Cat finally begs Julie to stay, saying everything will be all right after he leads the Saints to another title. In the next game, against the Dallas Cowboys, Catlan succeeds in leading the Saints down the field, even scoring a touchdown himself. In the end, though, he is crushed in a violent sack by three Cowboys players, seemingly ending his football career and possibly his very life, as Catlan takes what appears to be his last breath. Julie, unable to watch, leaves the stadium.

==Filming==
Despite having All-Pro signal-caller Billy Kilmer as an instructor, Charlton Heston did not make a very convincing pro quarterback. "I marveled at how skinny he was in a Saints uniform", said local DJ Bob Walker, who was an extra in the movie. "It hung on him like a cheap suit three sizes too big. When the cameras weren't rolling we watched him try to throw some passes. His receiver was 10–20 yards away and his alleged passes didn't come close." Joe Wendryhoski, who basically played himself in the film as the Saints center, called Heston "a great guy, very sociable" who "didn't have an athletic bone in his body. As a quarterback, he left a lot to be desired."
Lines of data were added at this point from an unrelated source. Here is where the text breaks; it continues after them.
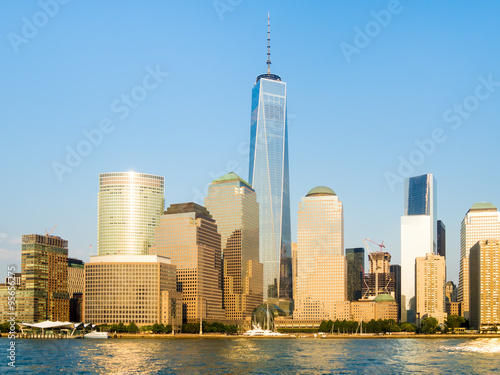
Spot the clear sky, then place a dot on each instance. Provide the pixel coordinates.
(168, 83)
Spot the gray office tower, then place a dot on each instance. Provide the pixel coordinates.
(355, 268)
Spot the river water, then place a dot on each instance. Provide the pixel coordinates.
(254, 356)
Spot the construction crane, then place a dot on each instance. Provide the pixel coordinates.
(48, 234)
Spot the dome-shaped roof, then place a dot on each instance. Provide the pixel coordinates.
(320, 190)
(384, 298)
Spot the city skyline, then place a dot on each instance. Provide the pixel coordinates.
(46, 116)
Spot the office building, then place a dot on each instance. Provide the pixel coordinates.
(481, 222)
(129, 209)
(321, 264)
(395, 269)
(132, 288)
(484, 281)
(441, 239)
(430, 279)
(44, 282)
(269, 177)
(233, 204)
(188, 235)
(355, 267)
(76, 287)
(418, 235)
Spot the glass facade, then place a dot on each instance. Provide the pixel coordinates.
(355, 266)
(268, 175)
(129, 209)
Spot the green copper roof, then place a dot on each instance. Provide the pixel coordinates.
(384, 298)
(231, 176)
(483, 206)
(320, 190)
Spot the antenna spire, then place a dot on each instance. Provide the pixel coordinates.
(268, 62)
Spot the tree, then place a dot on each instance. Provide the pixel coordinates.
(429, 325)
(454, 321)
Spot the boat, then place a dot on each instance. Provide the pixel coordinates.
(96, 335)
(257, 331)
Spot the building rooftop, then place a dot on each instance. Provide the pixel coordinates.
(231, 176)
(384, 298)
(319, 191)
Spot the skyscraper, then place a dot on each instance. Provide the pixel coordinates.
(321, 264)
(268, 175)
(418, 235)
(482, 222)
(44, 283)
(129, 208)
(233, 204)
(484, 276)
(355, 265)
(188, 235)
(430, 281)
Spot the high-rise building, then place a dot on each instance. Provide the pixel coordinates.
(233, 204)
(355, 266)
(441, 238)
(132, 288)
(481, 222)
(188, 235)
(430, 279)
(395, 269)
(269, 177)
(321, 264)
(129, 209)
(484, 281)
(76, 288)
(418, 235)
(44, 282)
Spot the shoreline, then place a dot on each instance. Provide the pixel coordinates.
(306, 337)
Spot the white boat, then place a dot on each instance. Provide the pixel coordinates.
(96, 335)
(257, 331)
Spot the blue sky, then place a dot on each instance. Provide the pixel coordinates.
(367, 81)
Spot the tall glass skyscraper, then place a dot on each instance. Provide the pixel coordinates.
(129, 208)
(418, 235)
(268, 175)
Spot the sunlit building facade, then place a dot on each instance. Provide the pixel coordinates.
(233, 204)
(132, 288)
(484, 281)
(418, 235)
(188, 235)
(321, 264)
(129, 208)
(44, 282)
(430, 285)
(269, 177)
(481, 222)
In the final scene when Catlan is crushed by the Dallas defense (portrayed by Saints players Mike Tilleman, Dave Rowe, and Fred Whittingham), neither Heston nor the producer felt the hit on him was realistic enough, so Heston asked them to cut loose to really make it look authentic. On the second take, the trio slammed the actor to the ground, breaking three of his ribs.

==Reaction==
Number One was a commercial failure, but critical reaction was mixed. In a rave review, Howard Thompson of The New York Times wrote that the film was "consistently engrossing" and "a succinct, stinging and often strong gridiron drama," and called Heston's performance "a brooding, scorching and beautifully disciplined tour de force for the actor," adding that, "[i]f Heston could have been better, we don't know how."

==Production==
Plans for the film were announced in 1966 to be made by the same team as The War Lover.
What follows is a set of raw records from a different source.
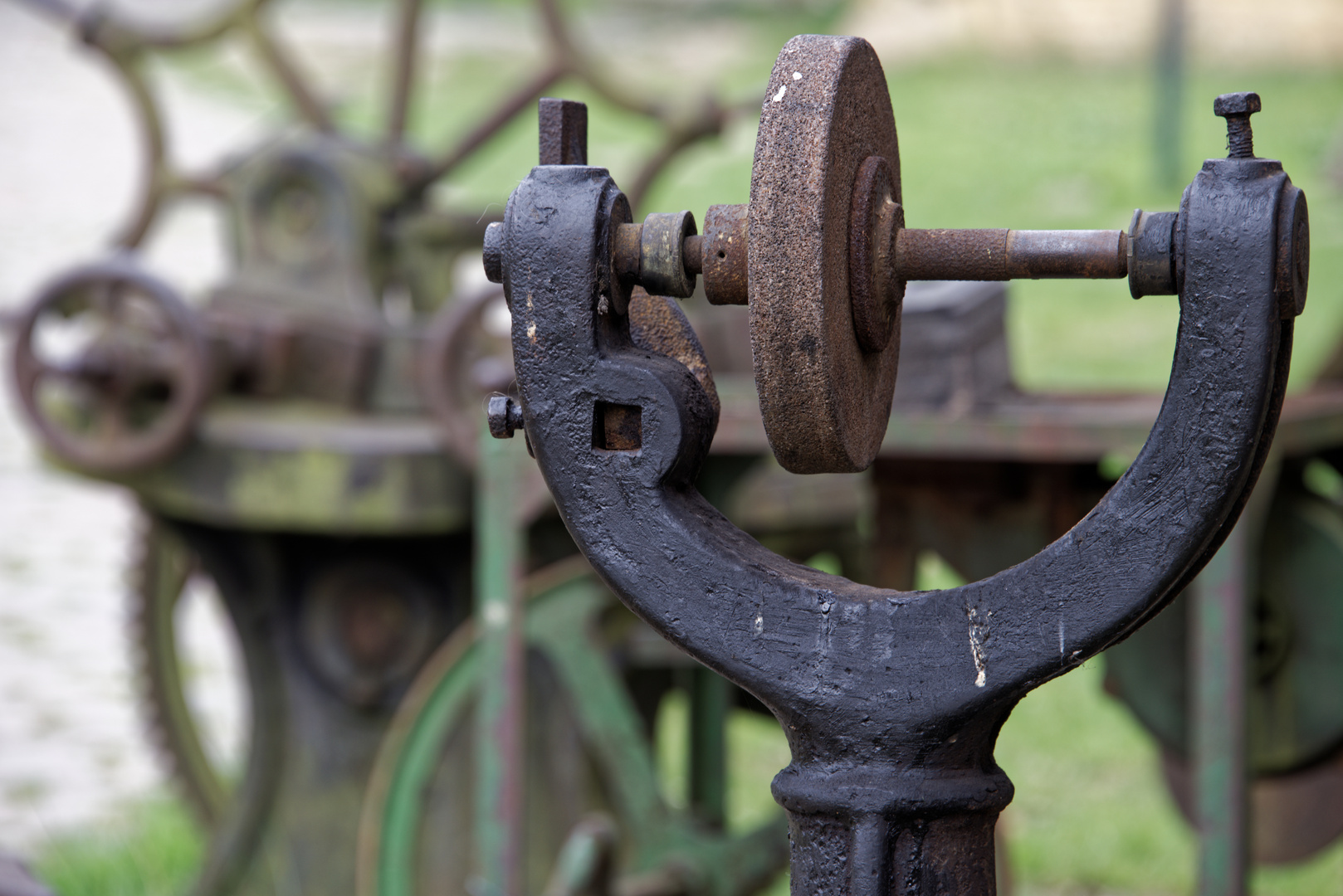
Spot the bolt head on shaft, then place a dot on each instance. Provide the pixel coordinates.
(505, 416)
(1236, 104)
(1237, 109)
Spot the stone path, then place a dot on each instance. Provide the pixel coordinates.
(71, 746)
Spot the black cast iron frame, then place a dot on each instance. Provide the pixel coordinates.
(891, 700)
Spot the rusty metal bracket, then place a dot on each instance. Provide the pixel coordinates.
(891, 700)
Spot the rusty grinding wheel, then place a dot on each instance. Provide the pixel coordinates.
(825, 364)
(110, 368)
(467, 358)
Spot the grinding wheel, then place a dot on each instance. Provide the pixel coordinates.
(825, 399)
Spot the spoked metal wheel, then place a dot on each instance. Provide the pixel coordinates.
(588, 754)
(161, 570)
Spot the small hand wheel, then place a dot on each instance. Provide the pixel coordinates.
(467, 358)
(110, 368)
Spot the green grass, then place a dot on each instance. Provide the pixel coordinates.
(154, 850)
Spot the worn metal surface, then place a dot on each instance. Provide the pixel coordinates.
(825, 401)
(891, 700)
(724, 256)
(1010, 254)
(875, 286)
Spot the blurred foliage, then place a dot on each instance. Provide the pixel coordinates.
(152, 850)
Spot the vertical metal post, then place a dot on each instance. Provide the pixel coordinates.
(710, 694)
(500, 758)
(1219, 655)
(1170, 91)
(1221, 644)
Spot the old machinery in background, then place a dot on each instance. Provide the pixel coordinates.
(305, 438)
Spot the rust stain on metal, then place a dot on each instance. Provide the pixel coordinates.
(1010, 254)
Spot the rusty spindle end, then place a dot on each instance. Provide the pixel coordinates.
(1237, 109)
(563, 124)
The National Football League permitted the New Orleans Saints' name and jerseys to be used as opposed to many football films featuring professional teams with fictional names. However, this led to historical inaccuracies in the film, particularly in flashbacks of Catlan's career. One flashback scene shows Catlan's first game as a rookie for the Saints in what would've been the early 1950s; however, the Saints were founded in 1966 and began play the following season. Another flashback shows Catlan's and the team's celebrating a championship victory; however, the Saints did not win a championship at any point before the film was shot (or indeed, for several decades afterwards, their first title coming in 2010 (2009 season) at Super Bowl XLIV, more than 40 years after the film was made).

The music was composed by Dominic Frontiere, future husband of Los Angeles Rams owner Georgia Frontiere.

Number One was released on VHS in the early 1980s, but was quickly deleted; MGM released the film on DVD on November 12, 2015.